If the phototherapy does not produce a satisfactory result, an exchange transfusion can be tried as a further therapeutic means, especially in the context of jaundice due to blood group incompatibility between mother and child. This usually happens when the mother has a rhesus negative and the child has a rhesus positive blood group, so that the mother forms antibodies against the child's blood group characteristic, which then leads to the destruction of the child's red blood cells.
In exchange transfusions, blood is taken from the newborn via the umbilical vein and rhesus-negative blood is administered until all of the newborn's blood has been exchanged. This should prevent further breakdown of blood cells and an increase in bilirubin levels.

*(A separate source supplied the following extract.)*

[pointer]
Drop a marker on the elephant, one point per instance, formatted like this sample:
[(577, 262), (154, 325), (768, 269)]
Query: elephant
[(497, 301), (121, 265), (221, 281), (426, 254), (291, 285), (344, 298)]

Homeopathy for newborn jaundice

The means used in homeopathic therapy or for the prevention of newborn jaundice include various substances: On the one hand, can phosphorus given as the main remedy.
Furthermore can China are used, a homeopathic remedy made from the bark of the Chinese tree, which is often used in cases of blood group intolerance, and Lycopodium (Pollen of the barnacle moss) and Aconite (Monkshood).